Debaters. We're trained to view every matter as more than one side. We see gray where others see black and white. It's not always easy, especially when living in a conservative family from a conservative country with conservative traditions and a strong sense of importance in conservatism. To many, conservatism, censorship, these are the things that keep us safe, the walls that protect us are the same walls that keep us captive.

I don't expect everyone to see every point of view. That's beyond the ability of our mere mortal minds. What isn't though, is the courtesy to allow others to have their own point of view. I'm not strictly pro or con anything, if anything, I'd say I'm rather apathetic. My reasoning is that if you're not allowed to voice your opinions and be safe at the same time, when you choose survival over freedom, indifference is a key skill. Still, we keep our opinions to ourselves, it doesn't mean we stop having our own opinions altogether. We have a choice. Safety or Freedom.
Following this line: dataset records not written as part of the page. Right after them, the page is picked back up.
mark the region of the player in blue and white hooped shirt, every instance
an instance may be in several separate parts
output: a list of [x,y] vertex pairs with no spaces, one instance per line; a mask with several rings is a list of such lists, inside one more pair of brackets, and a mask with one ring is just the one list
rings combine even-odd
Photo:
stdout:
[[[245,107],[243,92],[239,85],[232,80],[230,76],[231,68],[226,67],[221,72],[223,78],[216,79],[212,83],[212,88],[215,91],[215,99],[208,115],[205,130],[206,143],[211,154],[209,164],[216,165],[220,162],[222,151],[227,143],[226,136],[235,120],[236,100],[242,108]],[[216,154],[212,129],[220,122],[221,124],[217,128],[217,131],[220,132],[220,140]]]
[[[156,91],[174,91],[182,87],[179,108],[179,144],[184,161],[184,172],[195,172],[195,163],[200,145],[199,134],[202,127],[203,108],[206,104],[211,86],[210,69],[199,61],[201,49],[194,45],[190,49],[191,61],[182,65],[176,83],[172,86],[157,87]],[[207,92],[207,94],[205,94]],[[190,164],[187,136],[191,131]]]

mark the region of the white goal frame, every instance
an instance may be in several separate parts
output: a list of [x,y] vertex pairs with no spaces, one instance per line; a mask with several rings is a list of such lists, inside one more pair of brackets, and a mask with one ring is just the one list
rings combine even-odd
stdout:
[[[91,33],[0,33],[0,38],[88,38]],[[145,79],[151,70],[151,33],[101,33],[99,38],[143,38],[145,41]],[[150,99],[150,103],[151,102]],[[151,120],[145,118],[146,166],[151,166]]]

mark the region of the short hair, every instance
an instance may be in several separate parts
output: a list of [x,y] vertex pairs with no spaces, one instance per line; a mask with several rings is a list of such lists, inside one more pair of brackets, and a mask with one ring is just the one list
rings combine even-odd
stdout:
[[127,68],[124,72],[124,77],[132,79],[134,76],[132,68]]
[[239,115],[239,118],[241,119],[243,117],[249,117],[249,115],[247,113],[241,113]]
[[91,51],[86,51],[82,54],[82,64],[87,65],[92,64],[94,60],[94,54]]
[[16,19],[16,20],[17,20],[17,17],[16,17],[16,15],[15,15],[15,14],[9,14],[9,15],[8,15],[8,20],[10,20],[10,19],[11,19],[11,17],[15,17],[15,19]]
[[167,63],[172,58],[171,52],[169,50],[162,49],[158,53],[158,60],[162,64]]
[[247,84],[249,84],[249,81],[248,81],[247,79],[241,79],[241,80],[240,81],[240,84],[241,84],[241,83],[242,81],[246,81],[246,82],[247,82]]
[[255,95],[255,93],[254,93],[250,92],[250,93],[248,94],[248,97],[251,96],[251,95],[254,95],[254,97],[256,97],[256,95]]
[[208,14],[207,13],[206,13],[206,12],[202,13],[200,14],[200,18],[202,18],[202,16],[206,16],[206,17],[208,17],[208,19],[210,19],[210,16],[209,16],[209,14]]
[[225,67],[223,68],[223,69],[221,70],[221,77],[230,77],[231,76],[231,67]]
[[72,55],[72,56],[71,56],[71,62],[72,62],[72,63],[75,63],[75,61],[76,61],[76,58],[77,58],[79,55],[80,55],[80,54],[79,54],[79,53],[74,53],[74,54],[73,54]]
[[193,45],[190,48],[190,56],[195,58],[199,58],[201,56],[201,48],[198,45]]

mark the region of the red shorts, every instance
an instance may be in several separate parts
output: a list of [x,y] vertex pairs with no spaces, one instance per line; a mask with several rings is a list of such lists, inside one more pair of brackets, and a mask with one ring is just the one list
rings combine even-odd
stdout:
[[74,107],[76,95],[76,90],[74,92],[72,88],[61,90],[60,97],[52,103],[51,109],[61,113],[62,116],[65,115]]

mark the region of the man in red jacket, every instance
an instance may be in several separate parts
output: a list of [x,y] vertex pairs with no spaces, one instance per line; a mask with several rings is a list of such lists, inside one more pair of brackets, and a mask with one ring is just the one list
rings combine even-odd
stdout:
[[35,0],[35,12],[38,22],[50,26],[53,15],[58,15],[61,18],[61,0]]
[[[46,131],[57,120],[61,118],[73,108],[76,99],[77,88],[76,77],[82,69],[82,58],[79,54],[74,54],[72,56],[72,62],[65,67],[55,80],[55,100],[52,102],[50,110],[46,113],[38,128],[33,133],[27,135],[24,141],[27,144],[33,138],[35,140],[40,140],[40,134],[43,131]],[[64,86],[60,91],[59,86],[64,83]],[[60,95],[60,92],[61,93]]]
My family often says, "You shouldn't have ever joined debate. Now your head's all screwed up." I let a lot of things slide. I don't mind eating the same thing for lunch everyday, because it's easy to cook. I don't mind not getting to choose my cake on my birthday, I don't mind that the dents in my car haven't been fixed in months despite my near perfect record since, I don't mind that I can't have a dog and can never admit that I do want one. I draw a line when my opinions, when I finally say something that needed to be said, become put down instead. When people start behaving as if my opinions are the most illogical things ever recorded in history. I receive this treatment a lot. Often in snide comments on my lack of common sense or the sheer hopelessness I have wrought on everyone's lives.

I understand why people do this. Prejudice, pr-econceived notions, assumptions, ignorance, rigid mindsets. I get it, I do. Still, we've all heard the old sayings. Don't judge a book by its cover. Look before you leap. Everyone has an opinion, doesn't mean they're wrong. Yet the words are often neglected, as with most lessons we learned in history I suppose. I cannot stress enough how tired I am the the same old scenario. Someone says something. I disagree. Vice versa. Before I can finish a sentence of my reasoning, someone gets emotional, as if my disagreement had done them great dishonor. Before I know it, The situation has become a one-sided shouting match and I still haven't been given a chance to say more than 2 sentences 30 minutes later. All I can do is defuse the situation. Nine times out of ten, the fastest way to do this is by admitting an insincere defeat. It's tiring, I admit, but It's better in the long run for the relationship. Isn't it? That's what I tell myself, anyway. It takes up so much mental energy, just because it happens so frequently and because I have to put it aside without letting it affect me emotionally. Right now, I'm tired. So so very tired.

When it becomes too much. When it can't just be held in. When silence becomes a throat-tightening vice. What happens then? Safety or Freedom.